Plus votre cheminée sera récente, plus elle sera écologique. «Les anciens poêles ont généralement un rendement faible (moins de 50%) dû notamment à l’absence d’une arrivée d’air secondaire. Conséquence: ils consomment plus de combustible et génèrent davantage d’émissions polluantes. À l’inverse, les poêles et inserts à bûches récents affichent des rendements allant de 70 à 80%, voire plus. Par ailleurs, ces appareils neufs doivent respecter des normes d’émissions plus strictes», précise l’AwAC.
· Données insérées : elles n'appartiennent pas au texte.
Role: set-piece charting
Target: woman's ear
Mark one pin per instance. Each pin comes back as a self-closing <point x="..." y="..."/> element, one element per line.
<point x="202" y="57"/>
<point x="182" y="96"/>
Malgré son aspect esthétique et son côté chaleureux, le feu ouvert est loin d’être la méthode de chauffage idéale. La température de combustion atteinte n’est jamais très élevée, au contraire des émissions polluantes. Pour transformer ces feux ouverts en foyers fermés sans changer complètement d’appareil, intégrez-y un insert. L’installation du dispositif représente certes un coût, mais permet à terme de réaliser des économies. Vous passerez de 10% de rendement de combustion avec votre foyer ouvert à 70% à 80% en foyer fermé.

Ce foyer fermé, quelques conseils vous permettront de l’alimenter de manière à améliorer la qualité du feu. Ne pas surcharger le foyer mais le recharger rapidement et surtout au bon moment: lorsque les flammes disparaissent au profit d’un lit de braises. Pour un feu plus efficace, placez les bûches écorces vers le bas. Enfin, il faut à tout prix bannir l’utilisation d’un foyer en continu.

Si l’on rencontre des difficultés à lancer son feu, on peut recourir aux allume-feu écologiques composés à partir d’éléments naturels comme de la cire, des fibres ou de copeaux de bois.

Lancé par l’AwAC, le site lamaitrisedufeu.be rassemble toutes ces bonnes pratiques, et bien d’autres encore.